The problem: How to remove unwanted near-uniform background noise (e.g. a car engine, factory floor noise) from a speech signal.

The solution (overview): One can assume that in normal speech, the speaker will pause fairly often. Therefore, the quietest component encountered at each frequency over a 10second period is probably part of the noise spectrum during that interval. A DSP program can be written to sample the signal, determine a noise estimate spectrum, and subtract it.

The results: A program written to do this on a Motorola 52002 DSP removed all the noise from a range of input signals, and was especially good on low level car and helicopter noise. It did produce a "musical" gurgling artifact, however this was at a much lower level than the original noise.

The solution (detail): The program uses the basic method known as spectral subtraction, along with additional low-pass filtering and noise overestimation at low frequencies to estimate the noise present in the incoming signal and subtract it. A skeleton program was used to repeatedly generate a set of frequency-domain coefficients from the incoming signal, and to transform them back giving the output signal. The real and imaginary parts of the D.C. level of the signal are stored to preserve them from the forthcoming routines.

The complex frequency domain signal X(ω) is transformed by the subroutine Mag to give the magnitude |X(ω)|, and low pass filtered with the previous magnitudes to give |PX(ω)| by the subroutine LPF_X.

The noise spectrum is determined by creating a frequency domain signal comprising the quietest spectral components observed over a ten-second period. A set of signals |M1(ω)|,|M2(ω)|,|M3(ω)|,|M4(ω)| are built up by the following technique: For every frame, each frequency in |M1(ω)| is set to the corresponding frequency in |PX(ω)| if the later is lower than the former. Every 2.5 seconds, all the M signals are moved along one index (i.e. |Mi(ω)| is set to |Mi+1(ω)|) and |M1(ω)| is set to |PX(ω)|. This is handled by the subroutines counter_250ms and reach_250ms. Now by choosing the lowest member of |M1,2,3,4(ω)| for each ω, |N(ω)| can be estimated. Note that, since the lowest noise amplitude is always chosen, the actual average noise amplitude will be considerably higher. Therefore the values in |N(ω)| are multiplied by a factor, alpha (found to be 4). All these tasks are performed by the subroutine getN.

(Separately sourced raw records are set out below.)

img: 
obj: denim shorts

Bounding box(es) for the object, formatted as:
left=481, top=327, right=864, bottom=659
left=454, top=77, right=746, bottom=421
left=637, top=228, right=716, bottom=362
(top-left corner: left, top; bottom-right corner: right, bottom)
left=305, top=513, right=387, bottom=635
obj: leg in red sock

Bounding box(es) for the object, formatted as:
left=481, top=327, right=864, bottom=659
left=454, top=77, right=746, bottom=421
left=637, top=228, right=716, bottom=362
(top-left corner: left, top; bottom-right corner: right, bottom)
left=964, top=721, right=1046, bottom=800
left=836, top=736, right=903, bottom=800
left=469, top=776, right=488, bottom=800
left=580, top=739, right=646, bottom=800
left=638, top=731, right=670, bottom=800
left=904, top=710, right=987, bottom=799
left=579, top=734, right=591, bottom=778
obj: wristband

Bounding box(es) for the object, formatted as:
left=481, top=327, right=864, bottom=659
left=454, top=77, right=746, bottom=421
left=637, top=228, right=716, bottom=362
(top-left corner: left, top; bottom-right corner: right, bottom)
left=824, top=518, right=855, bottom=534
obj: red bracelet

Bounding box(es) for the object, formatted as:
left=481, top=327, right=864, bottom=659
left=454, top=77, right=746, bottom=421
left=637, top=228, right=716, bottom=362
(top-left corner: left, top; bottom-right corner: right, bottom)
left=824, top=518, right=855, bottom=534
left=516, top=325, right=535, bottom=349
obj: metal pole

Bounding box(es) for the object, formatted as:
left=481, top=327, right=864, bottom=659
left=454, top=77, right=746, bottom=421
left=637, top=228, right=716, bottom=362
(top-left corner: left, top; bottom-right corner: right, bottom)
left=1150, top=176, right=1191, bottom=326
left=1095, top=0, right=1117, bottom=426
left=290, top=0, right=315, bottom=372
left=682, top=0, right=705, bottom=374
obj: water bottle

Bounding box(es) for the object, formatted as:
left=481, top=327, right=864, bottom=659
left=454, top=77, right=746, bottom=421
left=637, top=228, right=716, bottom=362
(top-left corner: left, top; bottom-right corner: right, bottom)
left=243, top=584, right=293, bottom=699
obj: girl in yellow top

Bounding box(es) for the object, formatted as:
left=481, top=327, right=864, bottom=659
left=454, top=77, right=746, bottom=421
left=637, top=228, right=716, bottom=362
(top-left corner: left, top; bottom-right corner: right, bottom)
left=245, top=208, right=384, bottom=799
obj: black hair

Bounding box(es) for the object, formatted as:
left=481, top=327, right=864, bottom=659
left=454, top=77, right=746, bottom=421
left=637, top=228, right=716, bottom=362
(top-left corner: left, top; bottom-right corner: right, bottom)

The noise spectrum then has its lowest 8 frequency bins boosted by a further 8 times, to reduce somewhat the effect described as “Musical Noise”. This works because most of this effect occurs in the lower frequencies. Next the noise estimate is subtracted from the complex signal X(ω). Since there is no knowledge of the phase of the noise, yet the phase information of the input signal must be preserved, the noise estimate is in fact used to calculate a factor, |g(ω)|, by which X(ω) is multiplied to give the output.

g(ω) = max(λ, 1 - |N(ω)|/|X(ω)|)

The value of λ used was 0.1, and it is required to avoid g(ω) from taking a negative or very small value. Before running the inverse fft routine, the D.C. levels are restored.